Birer gün arayla oldu.
Peş peşe geldi taşlamalar.
Bakan Ali Babacan taşı aldı.
Tayyip Erdoğan’a attı.
Çok ağırdı taş.
Yüzüne geldi.
Tayyip Erdoğan tınmadı.
Milletvekili Cuma İçten de taşı iki eliyle kaldırdı ve bütün gücüyle abanarak 55 yıl başı açık gezdikten sonra türbana henüz 2 gün önce girmiş çiçeği burnunda türbanlı Rektör Hanım Prof. Dr. Ayşegül Jale Saraç’a attı.
Türbanı deldi taş.
Rektör hanım kan revan.
* * * *
Bakan Babacan.
Başbakan’ı taşlıyor.
Milletvekili İçten.
Türbanlı rektörü recm ediyor.
Ne oluyor?
Şeytanın bile aklı şaşar ve “Bunları bu kadar omurgasız olmaya ben mi itekledim?” diye sorar.
Şeytan sormakta haklı.
Çok başarılı ve keskin zekalı diye göklere çıkartılan eski Genel Müdür Süleyman Aslan’ın, kimlerden ve nasıl geldiğini net olarak anlatamadığı 6 milyon doları bankasında kayıt altında tutmadığı, evindeki ayakkabı kutularına kayıtsız doldurduğu ortaya çıkmıştı. 2 ay hapiste tutuldu, serbest bırakıldı fakat hakkında “yolsuzluk ve rüşvetten” dava açılmış, sürmekteydi. Onu diğer devlet bankası Ziraat’ın (Türkiye’nin en büyük bankası) yönetimine yerleştirdiler.
Ahlaklı bir iş değildi.
Etik kurallara uymuyordu.
Bankacılık ilkelerine tersti.
2001 yılında Türkiye’de kriz patlayıp bir çok bankaya “hortumlamaktan” dolayı el koyulunca bu bankaların 37 genel müdürü ile genel müdür yardımcılarına bir daha hiçbir bankada iş verilmemişti. Doğru olan, etik olan, ahlaklı olan buydu.
* * * *
İşte bu yüzden.
Babacan, taşı aldı.
Başbakan Tayyip’e attı.
Hakkında rüşvet ve yolsuzluktan dava açılmış olan kutucu Bankacı’yı Zirraat’a yerleştirmeyi “siyasi iradenin tercihi” diye açıkladı. Kendisinin Bakan olduğunu unuttu.
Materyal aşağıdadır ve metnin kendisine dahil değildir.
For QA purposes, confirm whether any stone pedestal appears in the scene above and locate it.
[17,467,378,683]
Washington’daki toplantıda gazetecinin biri de “siz necisiniz, siyasi irade siz demek değil misiniz” diye sorunca Bakan Babacan gülümsedi.
Omurgasızlık!
Gülümsetiyor!
* * * *
Bir gün sonra da aynı gülümseyen omurgasızlığın bir benzeri Ankara’da ortaya çıktı. İktidar Milletvekili Cuma İçten, elinde dosya var sayıp sıralıyor:
Üniversiteye adam doldurmuş.
Her yeni işe alınanın maaşının yüzde 15- 20’sini F-Tipi denilen Fethullah örgütüne verilmesi kumpası ayarlamış.
İhale yönetmeliğini delmiş.
Ödenekleri peşkeş çekmiş.
200 trilyon yolsuzluk.
Devletin üniversiteye bağışladığı geniş araziler, binalar, F-Tipi’ne yakın işadamlarına devredilmiş.
Dosyada daha neler!
* * * *
AKP Diyarbakır Milletvekili Cuma İçten, elinde 65 maddelik rezalet dosyası varken başı açık rektör Ayşegül Jale, türbana girinceye kadar niçin bekledi?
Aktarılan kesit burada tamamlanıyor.